Specifies the prompt string for DCL to use in the subprocess. By default, SPAWN copies the current prompt from the parent process.

The string can consist of more than one character. All valid ASCII characters can be used in the string. In order to include spaces, lowercase letters or non-alphanumeric characters in your string, you must enclose the string in quotation marks. Otherwise, letters are automatically converted to uppercase, and leading and trailing spaces are removed.

If no string is specified, the DCL default prompt string ``$ `` is restored.

/SYMBOLS (D)

/NOSYMBOLS

Determines whether the system passes DCL global and local symbols to the subprocess. Note that the $RESTART, $SEVERITY, and $STATUS symbols are never passed to the subprocess. The default is /SYMBOLS.

/TABLE=table-name

Specifies the name of an alternate command table to be used by the subprocess.

/WAIT (D)

/NOWAIT

Controls whether the system waits until the current subprocess is completed before allowing more commands to be issued in the parent process. The /NOWAIT qualifier allows you to issue new commands while the specified subprocess is running. When you use the /NOWAIT qualifier interactively, be sure to use the /OUTPUT qualifier as well so that output from the subprocess is directed to a file rather than to your terminal. Otherwise, your terminal will be used by more than one process at the same time.
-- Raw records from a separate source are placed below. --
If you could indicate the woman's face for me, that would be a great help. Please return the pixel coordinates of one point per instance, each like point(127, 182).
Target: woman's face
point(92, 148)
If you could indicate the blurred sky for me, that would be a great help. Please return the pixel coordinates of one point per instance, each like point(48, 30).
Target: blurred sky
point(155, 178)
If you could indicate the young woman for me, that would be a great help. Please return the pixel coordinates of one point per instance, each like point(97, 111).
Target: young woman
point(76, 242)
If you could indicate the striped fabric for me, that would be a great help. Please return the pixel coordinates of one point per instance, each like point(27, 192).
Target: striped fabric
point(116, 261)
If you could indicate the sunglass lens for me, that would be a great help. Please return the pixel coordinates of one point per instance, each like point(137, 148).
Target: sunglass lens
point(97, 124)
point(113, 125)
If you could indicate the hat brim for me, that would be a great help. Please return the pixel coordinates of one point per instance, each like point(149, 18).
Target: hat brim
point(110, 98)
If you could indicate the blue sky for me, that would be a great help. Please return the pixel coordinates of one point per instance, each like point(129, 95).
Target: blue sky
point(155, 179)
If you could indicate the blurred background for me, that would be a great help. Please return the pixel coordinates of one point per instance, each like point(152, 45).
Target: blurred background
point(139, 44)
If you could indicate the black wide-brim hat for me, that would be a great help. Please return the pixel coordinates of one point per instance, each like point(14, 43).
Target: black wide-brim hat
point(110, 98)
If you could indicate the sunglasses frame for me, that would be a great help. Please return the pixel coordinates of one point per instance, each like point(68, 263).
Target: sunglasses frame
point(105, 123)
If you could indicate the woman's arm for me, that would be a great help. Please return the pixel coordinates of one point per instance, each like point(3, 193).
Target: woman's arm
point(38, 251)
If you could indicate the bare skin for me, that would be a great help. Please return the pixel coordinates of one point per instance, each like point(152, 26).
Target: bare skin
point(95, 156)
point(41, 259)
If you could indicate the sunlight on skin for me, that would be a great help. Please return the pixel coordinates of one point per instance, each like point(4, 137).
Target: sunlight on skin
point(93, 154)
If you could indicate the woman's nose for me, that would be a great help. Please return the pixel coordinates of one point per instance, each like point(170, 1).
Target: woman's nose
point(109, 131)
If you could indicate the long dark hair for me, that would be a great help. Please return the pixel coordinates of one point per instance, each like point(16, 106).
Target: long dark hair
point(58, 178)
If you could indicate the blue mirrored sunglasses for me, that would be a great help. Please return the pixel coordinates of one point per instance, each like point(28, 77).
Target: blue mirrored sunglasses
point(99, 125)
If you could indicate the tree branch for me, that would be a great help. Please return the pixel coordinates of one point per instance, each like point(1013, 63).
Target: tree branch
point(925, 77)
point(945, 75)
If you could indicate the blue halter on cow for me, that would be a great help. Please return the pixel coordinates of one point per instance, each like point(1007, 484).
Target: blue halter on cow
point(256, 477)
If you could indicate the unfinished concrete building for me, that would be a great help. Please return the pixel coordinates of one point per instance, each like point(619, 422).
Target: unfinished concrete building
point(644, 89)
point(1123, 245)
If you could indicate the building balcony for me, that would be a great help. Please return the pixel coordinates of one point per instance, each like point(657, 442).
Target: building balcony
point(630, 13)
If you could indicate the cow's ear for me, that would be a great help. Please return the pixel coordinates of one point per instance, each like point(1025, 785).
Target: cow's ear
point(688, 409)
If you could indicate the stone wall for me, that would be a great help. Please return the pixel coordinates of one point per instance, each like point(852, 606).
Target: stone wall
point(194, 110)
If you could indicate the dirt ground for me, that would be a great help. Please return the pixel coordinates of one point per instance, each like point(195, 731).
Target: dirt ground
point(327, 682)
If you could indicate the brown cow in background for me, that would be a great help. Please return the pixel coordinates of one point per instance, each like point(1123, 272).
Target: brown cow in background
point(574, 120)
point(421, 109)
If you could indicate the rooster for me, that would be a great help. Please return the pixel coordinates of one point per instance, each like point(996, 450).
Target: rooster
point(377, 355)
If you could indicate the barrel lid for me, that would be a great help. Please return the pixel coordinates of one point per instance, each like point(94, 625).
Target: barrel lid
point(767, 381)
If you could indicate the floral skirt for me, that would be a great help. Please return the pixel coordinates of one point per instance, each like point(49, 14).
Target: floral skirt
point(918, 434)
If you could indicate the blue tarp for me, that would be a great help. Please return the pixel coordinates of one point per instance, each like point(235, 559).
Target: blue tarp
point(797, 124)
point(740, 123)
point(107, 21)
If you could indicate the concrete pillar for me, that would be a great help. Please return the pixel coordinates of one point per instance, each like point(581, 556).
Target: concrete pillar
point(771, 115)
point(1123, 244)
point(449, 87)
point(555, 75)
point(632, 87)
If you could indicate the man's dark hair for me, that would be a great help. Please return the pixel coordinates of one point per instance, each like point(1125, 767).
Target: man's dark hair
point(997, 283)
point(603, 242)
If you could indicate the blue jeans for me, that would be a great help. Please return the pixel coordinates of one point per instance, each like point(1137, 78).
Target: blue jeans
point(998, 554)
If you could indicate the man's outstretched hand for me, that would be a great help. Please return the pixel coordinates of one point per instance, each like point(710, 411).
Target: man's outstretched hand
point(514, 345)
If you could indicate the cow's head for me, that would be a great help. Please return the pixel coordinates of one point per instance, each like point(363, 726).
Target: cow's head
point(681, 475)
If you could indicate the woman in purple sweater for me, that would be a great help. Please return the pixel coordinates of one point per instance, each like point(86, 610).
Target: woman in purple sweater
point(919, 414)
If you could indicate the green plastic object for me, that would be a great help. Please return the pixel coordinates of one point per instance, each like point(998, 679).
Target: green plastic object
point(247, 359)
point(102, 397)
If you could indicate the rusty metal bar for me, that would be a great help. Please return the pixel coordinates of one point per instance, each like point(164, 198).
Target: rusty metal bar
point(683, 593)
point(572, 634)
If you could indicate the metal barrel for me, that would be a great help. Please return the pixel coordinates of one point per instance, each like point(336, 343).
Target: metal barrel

By default, you must wait for the subprocess to terminate before you can issue another command.

Note that specifying the /NOWAIT qualifier will cause both input and output to be shared with the parent process. If the input device is a terminal, control characters, such as CTRL/T or CTRL/Y, will also affect all subprocesses sharing the input device. CTRL/Y, for example, will interrupt all such subprocesses.

This problem may be avoided by specifying /INPUT=NL:.


STATUS

Sends a command to the remote server to display the status of the FTP connection. STATUS is a synonym for SHOW STATUS.

Format

STATUS


TYPE

Displays a remote file on the local terminal.

Note

Use the SET TYPE command, or ASCII and IMAGE, to change the file transfer TYPE.

Format

TYPE Remote-file


Examples

#1

FTP:wkuvx1> type login.com
<200 Stru F ok.
<200 Port 75.123 at Host 161.6.5.3 accepted.
<150 ASCII retrieve of BOGUS$USER:[SIMMONS]LOGIN.COM;1 started.
<226 Transfer completed.  748 (8) bytes transferred.
$ sv = 'f$verify(0)'
$ define/nolog/job decw$user_defaults bogus$user:[simmons.decw$]
$ run [.hunter]login.exe
$ exit 1 .or. f$verify(sv)
119 bytes (1 block) in 00:00:00.32 = 372 cps, IO=1
Received file login.com to (Local) SYS$OUTPUT:.;
<200 Stru O VMS ok.
FTP:wkuvx1>
      

In this example, the remote file LOGIN.COM is ``typed'' to the local terminal.


USER

Transfers user information to the remote server. USER is a synonym for LOGIN.